2015 GSA Annual Meeting in Baltimore, Maryland, USA (1-4 November 2015)

Paper No. 289-3
Presentation Time: 9:00 AM-6:30 PM


HAMILTON, Christopher W., Lunar and Planetary Laboratory, University of Arizona, 1629 E. University Blvd., Tucson, AZ 85721, MOERSCH, Jeffrey E., Earth and Planetary Sciences, University of Tennessee, 1412 Circle Drive, Room 306, Knoxville, TN 37996-1410 and SCHEIDT, Stephen P., Lunar and Planetary Laboratory, University of Arizona, 1629 E. University Blvd., Tucson, AZ 85701, hamilton@lpl.arizona.edu

Geomorphological investigations of volcanic landforms on Mars have been revolutionized by high resolution (25 cm/pixel) imagery and stereo-derived digital terrain models (DTMs; with 1-m-postings) generated from Mars Reconnaissance Orbiter (MRO) High Resolution Imaging Science Experiment (HiRISE) data. However, comparable data is rarely available for terrestrial volcanic systems.

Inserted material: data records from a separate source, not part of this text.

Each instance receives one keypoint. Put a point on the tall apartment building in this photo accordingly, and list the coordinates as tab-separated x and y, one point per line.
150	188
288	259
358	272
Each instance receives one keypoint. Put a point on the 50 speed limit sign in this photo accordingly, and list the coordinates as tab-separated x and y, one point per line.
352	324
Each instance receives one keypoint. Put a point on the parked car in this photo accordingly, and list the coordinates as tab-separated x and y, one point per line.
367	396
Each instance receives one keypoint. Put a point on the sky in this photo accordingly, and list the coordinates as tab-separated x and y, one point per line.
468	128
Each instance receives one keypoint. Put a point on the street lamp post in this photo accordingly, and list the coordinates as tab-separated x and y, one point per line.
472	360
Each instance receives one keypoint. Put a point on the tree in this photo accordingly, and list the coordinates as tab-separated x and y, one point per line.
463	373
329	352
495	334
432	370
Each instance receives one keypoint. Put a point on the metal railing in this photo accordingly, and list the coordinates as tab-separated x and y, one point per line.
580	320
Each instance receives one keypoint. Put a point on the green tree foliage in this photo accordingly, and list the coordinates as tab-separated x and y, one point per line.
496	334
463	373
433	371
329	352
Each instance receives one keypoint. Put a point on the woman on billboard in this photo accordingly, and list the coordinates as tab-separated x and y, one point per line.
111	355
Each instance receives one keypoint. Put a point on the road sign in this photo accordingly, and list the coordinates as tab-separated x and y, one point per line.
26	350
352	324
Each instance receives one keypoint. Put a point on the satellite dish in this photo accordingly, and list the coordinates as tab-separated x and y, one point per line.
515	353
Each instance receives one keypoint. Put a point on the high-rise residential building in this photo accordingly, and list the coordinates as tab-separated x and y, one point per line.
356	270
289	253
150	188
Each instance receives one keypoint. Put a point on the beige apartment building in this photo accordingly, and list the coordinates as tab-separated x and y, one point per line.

Fortunately, DTMs and orthomosaics generated using UAV imagery and multi-view stereo-photogrammetry techniques can provide data that is an order of magnitude better than HiRISE imagery, thereby providing a “personal satellite” to support ground-based observations. We present results of two different applications of UAV remote sensing to volcanic landforms. The first approach utilizes DJI Phantom 3 imagery of quarry exposures into the Rauðhólar Volcanic Rootless Cone (VRC) group in Iceland to examine the tephrostratigraphy of the deposits and generate orthorectified images to constrain tephra layer thicknesses in a vertical section and quantify layer thinning geometries. The second approach uses nadir-pointing DJI Phantom 3 imagery to quantify lava channel morphologies within the Laki lava flow in Iceland. Both approaches demonstrate that UAV remote sensing provides invaluable support for ground-based observations and greatly enhances the scientific return of traditional volcanological field campaigns. These data also provide a critical bridge with which to develop terrestrial analog studies of volcanic terrains on Mars using HiRISE imagery and stereo-derived DTMs.